Macrorhabdus ornithogaster (M. ornithogaster) is an anamorphic ascomycetous yeast found only in the stomach of birds. Infection is often benign but has also been associated with disease in some species of birds under some circumstances. In vitro efforts to grow M. ornithogaster have been largely unsuccessful. In this report, multiple liquid and solid media of varying pH, sugar concentration, and fetal bovine serum (FBS) concentrations, incubated at various temperatures in room air or microaerophilic conditions, were examined for their ability to support the growth of M. ornithogaster, obtained from a budgerigar (Melopsittacus undulatus). Optimum growth conditions were found to be Basal Medium Eagles, pH 3 to 4, containing 20% FBS, and 5% glucose or sucrose under microaerophilic conditions at 42°C. Using these conditions, M. ornithogaster was repeatedly passaged without loss of viability. Polyclonal isolates of M. ornithogaster consistently assimilated glucose, sucrose, and trehalose. M. ornithogaster did not grow with prolonged exposure to atmospheric oxygen, but growth in microaerophilic conditions was moderately enhanced by preincubation with atmospheric oxygen for 24 hours. An isolate of M. ornithogaster was found to be infective to day-old chickens, reduce their rate of weight gain, and induce a mild to moderate heterophilic inflammation of the isthmus. M. ornithogaster was reisolated from the chicks 7 days after infection, fulfilling Kochs postulates. A 761-bp sequence of 18S rDNA from this isolate was compared to the originally reported M. ornithogaster sequence and was found to be 97% identical.

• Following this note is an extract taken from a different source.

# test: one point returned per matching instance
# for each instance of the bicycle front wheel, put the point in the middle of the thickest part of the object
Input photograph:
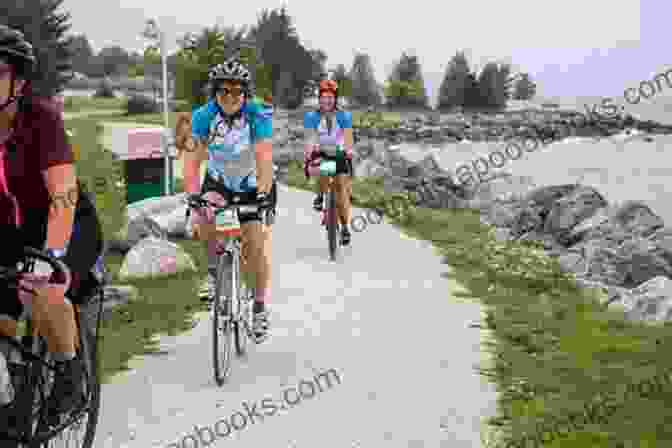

Genetic Diversity in Twenty Variants of the Avian Polyomavirus

To determine if different pathotypes of the avian polyomavirus (APV) exist and to compare the genomes of APVs originating from different geographic areas, dates, and species of birds, the partial sequences of 18 APVs were determined. New viral sequences were compared with three published APV sequences. Two of the new viruses had identical sequences. Forty point mutations were found at 31 loci. A 27-bp deletion was found in the VP2 and VP3 open reading frames of one virus. A duplication of the putative origin of replication and adjacent enhancer region was previously reported in one APV. Smaller duplications involving the origin in one APV and a second enhancer region in another were discovered. All duplications were in tissue culture-adapted viruses, suggesting they occurred during the isolation process. Excluding duplications and the deletion, maximum variation between viruses was small (11 bp). A maximum parsimony tree was constructed that contained three major branches. The three earliest isolates were on separate branches. The European viruses were confined to branch I, but APVs from the United States were on all three branches. Lovebird, budgerigar, and macaw APVs were also on each of the three branches, suggesting that species-specific pathotypes have not developed. Most nonsynonymous mutations occurred in a small portion of the VP2 and VP3 open reading frames, demonstrating a selection for these mutations. That a glycine at VP2 221 will inhibit virus replication in chicken embryo fibroblasts (CEFs) has been previously reported. In contrast, six of seven of the new APVs isolated in CEFs had a glycine at VP2 221.